In a projective space $\mathbb{P}^{k+2}$ consider two complementary subspaces $\mathbb{P}^1,\mathbb{P}^k$, and let $C\subset\mathbb{P}^k$ be a degree $k$ rational normal curve. Fixed an isomorphism $\phi:\mathbb{P}^1\rightarrow C$ we consider the rational normal scroll

$$S_{(1,k)} = \bigcup_{p\in \mathbb{P}^1}\left\langle p, \phi(p)\right\rangle\subset \mathbb{P}^{k+2}$$

where $\left\langle p, \phi(p)\right\rangle$ is the line through $p$ and $\phi(p)$.

Now, let $\Sigma_{(1,k)}$ be the Segre embedding of $\mathbb{P}^1\times \mathbb{P}^k$ in $\mathbb{P}^{2k+1}$.

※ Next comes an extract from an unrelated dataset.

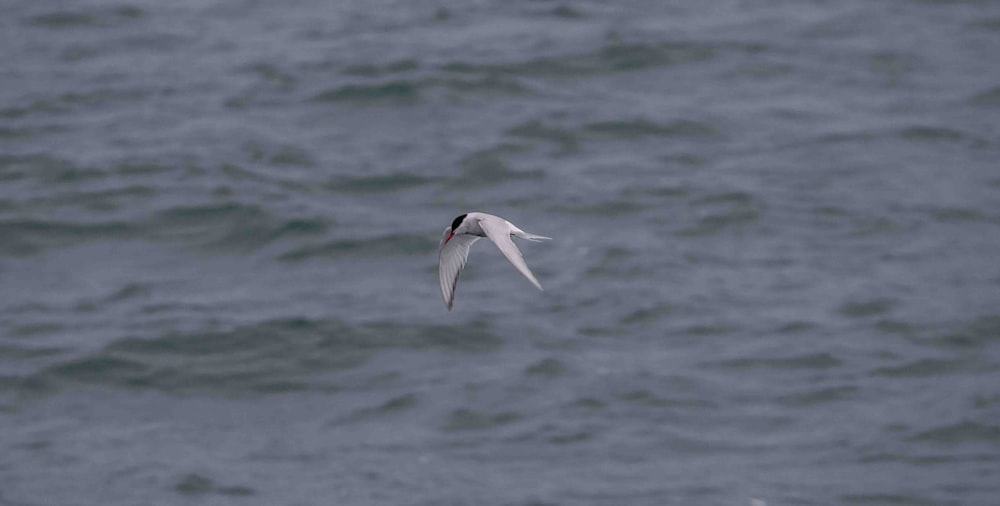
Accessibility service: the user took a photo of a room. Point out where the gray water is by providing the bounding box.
[0,0,1000,506]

Can $S_{(1,k)}$ be recovered intersecting $\Sigma_{(1,k)}$ with a linear subspace of dimension $k+2$ of $\mathbb{P}^{2k+1}$? This is known to be true if $k = 2$. Indeed a general hyperplane section of $\Sigma_{(1,2)}\subset\mathbb{P}^5$ is a scroll surface of the form $S_{(1,2)}$.